This is a reproducible benchmark of structural variants in challenging medically relevant genes. The truth set is described in detail here:
| caller | platform | TP | FP | FN | precision | recall | f1 | gt_concordance | |
|---|---|---|---|---|---|---|---|---|---|
| 0 | sniffles | ONT | 194 | 18 | 23 | 0.9151 | 0.894 | 0.9044 | 0.8814 |
| 1 | cuteSV | ONT | 194 | 13 | 23 | 0.9372 | 0.894 | 0.9151 | 0.8918 |
| 2 | delly | ONT | 193 | 12 | 24 | 0.9415 | 0.8894 | 0.9147 | 0.8964 |
| 3 | dysgu | ONT | 195 | 1 | 22 | 0.9949 | 0.8986 | 0.9443 | 0.8821 |
| caller | platform | TP | FP | FN | precision | recall | f1 | gt_concordance | |
|---|---|---|---|---|---|---|---|---|---|
| 0 | sniffles | PacBio | 193 | 4 | 24 | 0.9797 | 0.8894 | 0.9324 | 0.8912 |
| 1 | cuteSV | PacBio | 190 | 8 | 27 | 0.9596 | 0.8756 | 0.9157 | 0.9 |
| 2 | delly | PacBio | 191 | 5 | 26 | 0.9745 | 0.8802 | 0.9249 | 0.8743 |
| 3 | dysgu | PacBio | 193 | 1 | 24 | 0.9948 | 0.8894 | 0.9392 | 0.8808 |
Reads were from Oxford Nanopore kit14 (~40X coverage), and PacBio Revio HiFi (~30X coverage). SV callers tested were as follows:
For benchmarking truvari v4.0.0 was used with parameters -r 1000 --passonly
Run the benchmark.sh script or follow along below.

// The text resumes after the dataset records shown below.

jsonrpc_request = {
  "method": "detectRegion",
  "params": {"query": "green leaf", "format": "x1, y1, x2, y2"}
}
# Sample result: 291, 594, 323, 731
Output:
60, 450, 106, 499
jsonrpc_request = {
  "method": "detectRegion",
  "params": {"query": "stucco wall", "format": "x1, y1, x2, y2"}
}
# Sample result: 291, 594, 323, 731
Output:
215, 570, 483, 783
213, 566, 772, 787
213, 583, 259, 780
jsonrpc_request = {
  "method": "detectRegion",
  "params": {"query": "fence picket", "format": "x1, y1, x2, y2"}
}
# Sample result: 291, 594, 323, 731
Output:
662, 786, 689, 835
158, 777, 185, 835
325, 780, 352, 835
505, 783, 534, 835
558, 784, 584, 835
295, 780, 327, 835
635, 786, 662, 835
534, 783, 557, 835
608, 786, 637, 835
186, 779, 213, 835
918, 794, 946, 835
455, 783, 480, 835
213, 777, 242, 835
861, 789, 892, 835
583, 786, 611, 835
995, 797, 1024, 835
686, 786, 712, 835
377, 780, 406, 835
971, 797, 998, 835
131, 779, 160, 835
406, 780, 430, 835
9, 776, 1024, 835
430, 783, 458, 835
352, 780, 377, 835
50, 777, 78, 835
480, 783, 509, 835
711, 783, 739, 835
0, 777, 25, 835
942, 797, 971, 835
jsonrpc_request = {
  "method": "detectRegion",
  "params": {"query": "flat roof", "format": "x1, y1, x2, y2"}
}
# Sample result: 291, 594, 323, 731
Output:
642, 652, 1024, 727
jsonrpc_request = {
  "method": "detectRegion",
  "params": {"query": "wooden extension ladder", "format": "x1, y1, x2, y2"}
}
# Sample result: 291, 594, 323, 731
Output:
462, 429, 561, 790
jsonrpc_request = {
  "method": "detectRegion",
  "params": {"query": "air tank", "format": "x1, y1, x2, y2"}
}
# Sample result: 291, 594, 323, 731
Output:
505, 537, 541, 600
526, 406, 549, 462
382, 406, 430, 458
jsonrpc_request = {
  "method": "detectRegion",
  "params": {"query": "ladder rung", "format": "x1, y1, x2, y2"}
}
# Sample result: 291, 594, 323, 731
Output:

- ~ 200 Gb space, 32 gb Ram, 4 cores
- Docker / Singularity (Required for Mac, optional for Linux)
mkdir benchmark && cd benchmark
docker run -it --memory="32g" --mount src="${PWD}",target=/results,type=bind condaforge/mambaforge
mamba update conda -y && cd results
Note, you may need to set the memory and swap space manually using Docker Desktop on Mac.
Install tools:
mamba create -c bioconda -c conda-forge -n bench python=3.9 awscli sniffles=2.2.0 cuteSV=2.0.3 truvari=4.0.0 delly=1.1.6 -y
conda activate bench
pip install dysgu==1.6.0
Reference genome:
wget https://ftp.ncbi.nlm.nih.gov/genomes/all/GCA/000/001/405/GCA_000001405.15_GRCh38/seqs_for_alignment_pipelines.ucsc_ids/GCA_000001405.15_GRCh38_no_alt_analysis_set.fna.gz
wget https://ftp.ncbi.nlm.nih.gov/genomes/all/GCA/000/001/405/GCA_000001405.15_GRCh38/seqs_for_alignment_pipelines.ucsc_ids/GCA_000001405.15_GRCh38_no_alt_analysis_set.fna.fai
gunzip GCA_000001405.15_GRCh38_no_alt_analysis_set.fna.gz
ref=GCA_000001405.15_GRCh38_no_alt_analysis_set.fna
Oxford Nanopore reads https://labs.epi2me.io/giab-2023.05/:
aws s3 sync --no-sign-request --include='PAO89685.pass.cram*' --exclude="*fail*" s3://ont-open-data/giab_2023.05/analysis/hg002/sup/ .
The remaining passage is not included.